Never had to handle the “hardware” at that job. It was a General Dynamics from 1983 to 1993… using IBM 3270 terminals, TSO/JCL, RAMIS, MarkIV and SAS v 5.18 :)…
[quote=49875:@Dale Arends]Heard of them? Yes! Used them? Fortunately, I changed jobs just before the old company “endeavored to upgrade to” Mark IV.

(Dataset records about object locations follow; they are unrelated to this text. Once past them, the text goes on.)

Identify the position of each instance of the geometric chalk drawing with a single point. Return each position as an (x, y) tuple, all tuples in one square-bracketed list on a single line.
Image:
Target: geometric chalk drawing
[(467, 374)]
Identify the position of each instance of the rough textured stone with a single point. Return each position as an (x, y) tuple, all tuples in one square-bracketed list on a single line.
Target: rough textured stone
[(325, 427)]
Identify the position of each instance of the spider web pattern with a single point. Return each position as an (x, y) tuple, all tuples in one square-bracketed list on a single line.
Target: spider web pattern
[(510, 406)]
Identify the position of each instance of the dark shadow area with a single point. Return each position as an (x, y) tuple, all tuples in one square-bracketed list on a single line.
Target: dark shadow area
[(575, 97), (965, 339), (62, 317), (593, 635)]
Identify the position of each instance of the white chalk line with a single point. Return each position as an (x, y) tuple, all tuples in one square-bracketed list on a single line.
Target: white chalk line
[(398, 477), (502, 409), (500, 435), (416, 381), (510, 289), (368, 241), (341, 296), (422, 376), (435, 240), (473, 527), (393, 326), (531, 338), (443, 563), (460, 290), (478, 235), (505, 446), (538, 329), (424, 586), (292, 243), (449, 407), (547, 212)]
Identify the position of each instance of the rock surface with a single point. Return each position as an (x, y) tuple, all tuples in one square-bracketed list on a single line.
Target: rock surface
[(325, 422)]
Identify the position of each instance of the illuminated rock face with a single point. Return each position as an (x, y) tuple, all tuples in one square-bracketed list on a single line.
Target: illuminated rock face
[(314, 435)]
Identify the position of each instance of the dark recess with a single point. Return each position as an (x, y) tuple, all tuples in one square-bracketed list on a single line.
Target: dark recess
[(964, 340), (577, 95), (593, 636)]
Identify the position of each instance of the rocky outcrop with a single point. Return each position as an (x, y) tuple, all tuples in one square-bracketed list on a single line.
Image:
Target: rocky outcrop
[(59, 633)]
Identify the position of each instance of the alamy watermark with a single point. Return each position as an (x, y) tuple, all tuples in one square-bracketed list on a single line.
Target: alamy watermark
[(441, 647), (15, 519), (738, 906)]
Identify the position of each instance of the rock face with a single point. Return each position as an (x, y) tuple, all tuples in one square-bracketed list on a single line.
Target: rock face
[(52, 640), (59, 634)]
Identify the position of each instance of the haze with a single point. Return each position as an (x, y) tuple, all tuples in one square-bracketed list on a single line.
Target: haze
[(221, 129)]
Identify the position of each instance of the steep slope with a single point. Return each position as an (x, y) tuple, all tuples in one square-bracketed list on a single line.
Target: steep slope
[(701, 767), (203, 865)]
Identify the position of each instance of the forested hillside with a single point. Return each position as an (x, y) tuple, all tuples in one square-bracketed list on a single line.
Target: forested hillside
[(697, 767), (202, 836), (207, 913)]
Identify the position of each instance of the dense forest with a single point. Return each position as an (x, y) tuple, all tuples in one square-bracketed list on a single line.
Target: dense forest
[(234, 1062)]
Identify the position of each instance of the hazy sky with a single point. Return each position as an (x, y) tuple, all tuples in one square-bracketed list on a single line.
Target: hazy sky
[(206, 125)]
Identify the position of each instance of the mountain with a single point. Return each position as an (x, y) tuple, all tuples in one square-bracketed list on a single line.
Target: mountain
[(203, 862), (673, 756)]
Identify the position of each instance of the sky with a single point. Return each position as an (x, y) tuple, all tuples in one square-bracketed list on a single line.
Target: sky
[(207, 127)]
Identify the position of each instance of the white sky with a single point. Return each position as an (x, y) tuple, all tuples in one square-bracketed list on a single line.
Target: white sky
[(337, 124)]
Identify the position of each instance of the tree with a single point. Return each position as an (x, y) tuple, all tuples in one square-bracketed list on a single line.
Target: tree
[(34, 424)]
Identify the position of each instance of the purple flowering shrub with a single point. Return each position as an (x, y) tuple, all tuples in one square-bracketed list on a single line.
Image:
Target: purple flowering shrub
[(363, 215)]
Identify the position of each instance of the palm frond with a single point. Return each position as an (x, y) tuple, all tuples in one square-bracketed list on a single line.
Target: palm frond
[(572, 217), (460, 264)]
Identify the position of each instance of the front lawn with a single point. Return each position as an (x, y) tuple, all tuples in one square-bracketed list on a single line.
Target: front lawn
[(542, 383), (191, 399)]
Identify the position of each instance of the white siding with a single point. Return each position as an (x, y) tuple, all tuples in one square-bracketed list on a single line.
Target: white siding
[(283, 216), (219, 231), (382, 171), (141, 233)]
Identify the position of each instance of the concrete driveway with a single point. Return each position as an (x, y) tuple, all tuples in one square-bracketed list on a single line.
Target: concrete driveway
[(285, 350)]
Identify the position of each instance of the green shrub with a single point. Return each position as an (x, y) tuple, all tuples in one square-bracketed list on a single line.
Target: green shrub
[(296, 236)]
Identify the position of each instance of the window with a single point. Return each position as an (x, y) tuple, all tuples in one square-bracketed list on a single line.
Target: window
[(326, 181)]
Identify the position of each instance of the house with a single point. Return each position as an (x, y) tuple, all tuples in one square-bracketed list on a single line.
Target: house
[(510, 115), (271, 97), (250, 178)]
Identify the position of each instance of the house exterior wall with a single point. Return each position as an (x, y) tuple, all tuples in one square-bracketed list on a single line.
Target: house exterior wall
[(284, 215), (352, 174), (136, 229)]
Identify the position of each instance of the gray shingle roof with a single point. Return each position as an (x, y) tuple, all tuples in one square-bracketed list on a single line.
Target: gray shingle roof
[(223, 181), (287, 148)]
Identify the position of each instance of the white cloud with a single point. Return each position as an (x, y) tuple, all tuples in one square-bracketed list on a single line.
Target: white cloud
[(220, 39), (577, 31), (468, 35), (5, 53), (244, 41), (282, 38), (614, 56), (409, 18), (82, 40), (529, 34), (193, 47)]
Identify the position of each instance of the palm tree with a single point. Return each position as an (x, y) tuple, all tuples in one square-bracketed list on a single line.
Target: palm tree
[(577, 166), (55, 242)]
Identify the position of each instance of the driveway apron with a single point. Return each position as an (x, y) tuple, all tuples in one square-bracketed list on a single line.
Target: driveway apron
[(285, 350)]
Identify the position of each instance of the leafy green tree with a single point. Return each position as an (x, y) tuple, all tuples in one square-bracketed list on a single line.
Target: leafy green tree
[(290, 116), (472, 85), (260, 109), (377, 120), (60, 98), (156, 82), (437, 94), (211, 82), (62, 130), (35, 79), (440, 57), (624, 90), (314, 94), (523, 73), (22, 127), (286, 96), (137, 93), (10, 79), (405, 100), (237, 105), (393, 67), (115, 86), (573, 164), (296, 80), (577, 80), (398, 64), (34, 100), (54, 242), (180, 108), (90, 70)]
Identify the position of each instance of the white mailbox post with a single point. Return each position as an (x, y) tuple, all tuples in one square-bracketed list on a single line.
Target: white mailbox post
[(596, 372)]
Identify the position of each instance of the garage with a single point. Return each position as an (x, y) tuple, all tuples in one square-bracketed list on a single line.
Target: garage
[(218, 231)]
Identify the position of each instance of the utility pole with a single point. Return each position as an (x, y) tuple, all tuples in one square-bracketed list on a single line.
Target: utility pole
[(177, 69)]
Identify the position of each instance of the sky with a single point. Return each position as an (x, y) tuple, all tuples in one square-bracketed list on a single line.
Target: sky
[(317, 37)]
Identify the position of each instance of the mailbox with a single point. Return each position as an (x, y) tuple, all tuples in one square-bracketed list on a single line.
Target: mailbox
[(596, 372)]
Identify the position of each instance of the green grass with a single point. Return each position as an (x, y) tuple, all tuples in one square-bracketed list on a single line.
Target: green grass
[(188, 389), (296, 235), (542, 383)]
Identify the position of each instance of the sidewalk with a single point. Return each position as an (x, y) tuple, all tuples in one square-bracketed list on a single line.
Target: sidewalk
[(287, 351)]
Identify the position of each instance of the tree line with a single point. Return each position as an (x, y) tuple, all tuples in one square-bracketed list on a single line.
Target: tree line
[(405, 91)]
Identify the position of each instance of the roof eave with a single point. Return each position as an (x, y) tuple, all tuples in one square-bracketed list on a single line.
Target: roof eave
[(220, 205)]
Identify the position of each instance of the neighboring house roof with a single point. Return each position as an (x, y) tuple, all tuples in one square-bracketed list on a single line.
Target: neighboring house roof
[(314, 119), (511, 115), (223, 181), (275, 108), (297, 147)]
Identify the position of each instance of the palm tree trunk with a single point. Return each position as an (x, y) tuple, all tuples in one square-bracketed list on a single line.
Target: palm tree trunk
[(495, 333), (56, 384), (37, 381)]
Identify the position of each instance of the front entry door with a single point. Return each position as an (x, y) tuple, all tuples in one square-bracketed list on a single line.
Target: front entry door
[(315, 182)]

In my entire life (so far) the only time I ever broke any bones was when I dropped a 7-disk pack from a VAX 11/780 on my foot. (For those unfamiliar - seven disks, each about 1/4 inch thick and about 20 inches in diameter in a high-impact plastic canister about 24 inches tall.) Three broken toes and a destroyed disk pack. I love flash drives![/quote]
Been there - dropped one
I was so glad when we swapped those machines out for newer ones & updated to SCSI drives for our clusters
Soon after I got my first personal computer, an Apple IIe, someone gave me a copy of their program Apple Write(I think that was the name). I put the disk into the disk drive and the display ask if I wanted to Initialize it. I responded with “yes”. ( In all the programs I had written the 1st thing I did was initialize.)
Not what you want do to disk with stuff on it you want to keep.